The agent has no decision-making skills,
only reactions to the environment in
which it exists.
• Agent simply reads the environment and
then maps the state of the environment
to one or more actions. Given the
environment, more than one action may
be appropriate, and therefore the agent
must choose.
Deliberative Architectures
A deliberative architecture includes some
deliberation over the action to perform given the
current set of inputs.
It considers the sensors, state, prior results of
given actions, and other information in order to
select the best action to perform.
The mechanism for action selection could be a
variety of mechanisms including a production
system, neural network, or any other intelligent
algorithm
Blackboard Architectures
The blackboard is a common work area
for a number of agents that work
cooperatively to solve a given problem.
The blackboard therefore contains
information about the environment, but
also intermediate work results by the
cooperative agent.
• In this example, two separate agents are used to sample the
environment through the available sensors (the sensor agent) and
also through the available actuators (action agent).

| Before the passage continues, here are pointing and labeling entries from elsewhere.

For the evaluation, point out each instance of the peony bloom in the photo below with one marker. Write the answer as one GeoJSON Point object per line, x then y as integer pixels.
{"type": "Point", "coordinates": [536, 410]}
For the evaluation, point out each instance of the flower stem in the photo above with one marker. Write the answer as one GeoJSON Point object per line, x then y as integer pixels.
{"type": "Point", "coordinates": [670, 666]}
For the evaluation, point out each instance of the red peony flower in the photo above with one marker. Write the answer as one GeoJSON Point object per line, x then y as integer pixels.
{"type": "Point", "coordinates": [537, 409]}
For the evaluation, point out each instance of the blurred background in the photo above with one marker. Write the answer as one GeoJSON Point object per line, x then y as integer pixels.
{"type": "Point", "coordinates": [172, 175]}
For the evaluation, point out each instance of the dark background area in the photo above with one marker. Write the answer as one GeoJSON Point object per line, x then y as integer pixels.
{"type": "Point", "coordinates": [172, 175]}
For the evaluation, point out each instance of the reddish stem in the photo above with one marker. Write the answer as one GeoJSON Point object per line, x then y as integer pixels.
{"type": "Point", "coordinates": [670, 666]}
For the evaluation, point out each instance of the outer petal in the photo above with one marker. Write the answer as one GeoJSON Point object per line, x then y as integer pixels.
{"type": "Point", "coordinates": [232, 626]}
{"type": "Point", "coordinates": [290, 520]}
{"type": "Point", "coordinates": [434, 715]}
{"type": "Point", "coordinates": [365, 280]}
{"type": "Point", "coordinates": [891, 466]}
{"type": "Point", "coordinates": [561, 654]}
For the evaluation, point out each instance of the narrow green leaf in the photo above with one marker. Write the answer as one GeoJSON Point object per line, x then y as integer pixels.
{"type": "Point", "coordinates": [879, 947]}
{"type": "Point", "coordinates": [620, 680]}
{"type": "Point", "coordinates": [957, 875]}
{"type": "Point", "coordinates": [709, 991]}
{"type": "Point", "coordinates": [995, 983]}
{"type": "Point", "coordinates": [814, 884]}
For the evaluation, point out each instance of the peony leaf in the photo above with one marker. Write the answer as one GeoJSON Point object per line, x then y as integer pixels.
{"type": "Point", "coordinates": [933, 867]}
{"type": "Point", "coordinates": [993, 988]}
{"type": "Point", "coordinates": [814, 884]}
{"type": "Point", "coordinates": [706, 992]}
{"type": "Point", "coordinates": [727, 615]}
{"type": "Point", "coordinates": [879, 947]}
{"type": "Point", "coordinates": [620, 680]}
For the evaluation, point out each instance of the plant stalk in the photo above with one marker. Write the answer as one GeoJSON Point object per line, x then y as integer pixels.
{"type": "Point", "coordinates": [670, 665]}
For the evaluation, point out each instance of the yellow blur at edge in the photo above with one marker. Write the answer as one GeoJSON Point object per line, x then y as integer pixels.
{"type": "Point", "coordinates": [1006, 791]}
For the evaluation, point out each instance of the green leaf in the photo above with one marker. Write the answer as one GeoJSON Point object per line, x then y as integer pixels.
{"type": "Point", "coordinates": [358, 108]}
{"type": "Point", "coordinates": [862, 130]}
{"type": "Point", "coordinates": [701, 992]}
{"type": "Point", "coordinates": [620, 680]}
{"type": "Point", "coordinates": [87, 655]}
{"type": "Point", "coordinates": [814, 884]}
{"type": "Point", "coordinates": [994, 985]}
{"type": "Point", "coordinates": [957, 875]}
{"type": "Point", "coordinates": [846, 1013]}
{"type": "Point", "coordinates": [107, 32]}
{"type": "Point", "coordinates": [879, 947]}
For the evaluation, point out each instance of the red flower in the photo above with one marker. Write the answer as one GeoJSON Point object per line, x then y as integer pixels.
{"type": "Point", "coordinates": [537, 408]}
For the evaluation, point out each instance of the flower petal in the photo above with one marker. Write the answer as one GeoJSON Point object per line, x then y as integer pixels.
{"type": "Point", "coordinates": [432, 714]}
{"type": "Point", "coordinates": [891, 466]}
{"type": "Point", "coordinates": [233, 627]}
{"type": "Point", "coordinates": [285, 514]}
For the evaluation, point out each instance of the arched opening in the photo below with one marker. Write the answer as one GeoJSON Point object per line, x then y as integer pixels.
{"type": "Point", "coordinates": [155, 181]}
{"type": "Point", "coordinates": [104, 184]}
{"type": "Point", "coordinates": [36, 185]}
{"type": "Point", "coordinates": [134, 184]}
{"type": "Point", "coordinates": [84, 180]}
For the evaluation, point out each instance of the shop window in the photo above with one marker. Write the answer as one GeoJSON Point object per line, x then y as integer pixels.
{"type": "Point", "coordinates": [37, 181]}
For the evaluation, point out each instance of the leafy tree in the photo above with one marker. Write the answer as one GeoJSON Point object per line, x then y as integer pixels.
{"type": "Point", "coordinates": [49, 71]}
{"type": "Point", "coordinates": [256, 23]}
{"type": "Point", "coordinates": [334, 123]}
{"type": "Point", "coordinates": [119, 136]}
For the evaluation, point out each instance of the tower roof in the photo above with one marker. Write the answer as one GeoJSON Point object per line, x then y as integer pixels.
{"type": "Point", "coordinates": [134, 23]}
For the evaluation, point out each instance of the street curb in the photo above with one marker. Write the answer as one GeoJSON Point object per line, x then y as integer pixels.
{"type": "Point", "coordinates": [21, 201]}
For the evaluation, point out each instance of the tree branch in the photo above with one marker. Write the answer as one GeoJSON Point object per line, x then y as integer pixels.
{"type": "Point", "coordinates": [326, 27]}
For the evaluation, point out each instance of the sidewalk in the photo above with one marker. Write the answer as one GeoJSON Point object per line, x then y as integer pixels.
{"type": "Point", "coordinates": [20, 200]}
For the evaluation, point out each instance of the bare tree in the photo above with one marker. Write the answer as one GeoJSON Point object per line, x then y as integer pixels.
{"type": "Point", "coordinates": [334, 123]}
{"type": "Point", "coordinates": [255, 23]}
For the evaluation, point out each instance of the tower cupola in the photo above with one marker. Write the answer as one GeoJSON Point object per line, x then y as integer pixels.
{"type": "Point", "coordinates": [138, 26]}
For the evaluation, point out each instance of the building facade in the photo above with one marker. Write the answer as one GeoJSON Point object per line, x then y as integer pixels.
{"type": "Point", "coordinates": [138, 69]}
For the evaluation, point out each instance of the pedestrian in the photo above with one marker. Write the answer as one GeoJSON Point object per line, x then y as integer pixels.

• The blackboard contains the current state of the environment that is
constantly updated by the sensor agent, and when an action can be
performed (as specified in the blackboard), the action agent
translates this action into control of the actuators.
• The control of the agent system is provided by one or more reasoning
agents. These agents work together to achieve the goals, which would
also be contained in the blackboard.
• In this example, the first reasoning agent could implement the goal
definition behaviors, where the second reasoning agent could
implement the planning portion (to translate goals into sequences of
actions).
Belief-Desire-Intention (BDI) Architecture
• Belief represents the view of the world by the
agent (what it believes to be the state of the
environment in which it exists).
• Desires are the goals that define the motivation
of the agent (what it wants to achieve). The agent
may have numerous desires, which must be
consistent.
• Intentions specify that the agent uses the Beliefs
and Desires in order to choose one or more
actions in order to meet the desires
• BDI architecture defines the basic architecture of any deliberative
agent. It stores a representation of the state of the environment
(beliefs), maintains a set of goals (desires), and finally, an intentional
element that maps desires to beliefs (to provide one or more actions
that modify the state of the environment based on the agent‘s
needs).
Mobile Architectures
• Mobile architectural pattern introduces the ability for agents to
migrate themselves between hosts. The agent architecture includes
the mobility element, which allows an agent to migrate from one host
to another. An agent can migrate to any host that implements the
mobile framework.
• The mobile agent framework provides a protocol that permits
communication between hosts for agent migration.
• This framework also requires some kind of authentication and
security, to avoid a mobile agent framework from becoming a conduit
for viruses.
• Also implicit in the mobile agent framework is a means for discovery.
For example, which hosts are available for migration, and what
services do they provide?
• Communication is also implicit, as agents can communicate with one
another on a host, or across hosts in preparation for migration.
• The mobile agent architecture is advantageous as it supports the
development of intelligent distributed systems. But a distributed
system that is dynamic, and whose configuration and loading is
defined by the agents themselves.
AGENT COMMUNICATION
• An agent is an active object with the ability to perceive, reason, and
act.
• Agent has explicitly represented knowledge and a mechanism for
operating on or drawing inferences from its knowledge.
• Agent has the ability to communicate.
• This ability is part perception (the receiving of messages) and part
action (the sending of messages).
• Communication can enable the agents to coordinate their actions and
behavior, resulting in systems that are more coherent
• Coordination
• Coordination is a property of a system of agents performing some
activity in a shared environment. The degree of coordination is the
extent to which they avoid extraneous activity by reducing resource
contention, avoiding live lock and deadlock, and maintaining applicable
safety conditions.
• Coherence
• Coherence is how well a system behaves as a unit. A problem for a
multiagent system is how it can maintain global coherence without
explicit global control.
• The agents must be able on their own to determine goals they share
with other agents, determine common tasks, avoid unnecessary
conflicts, and pool knowledge and evidence. It is helpful if there is some
form of organization among the agents.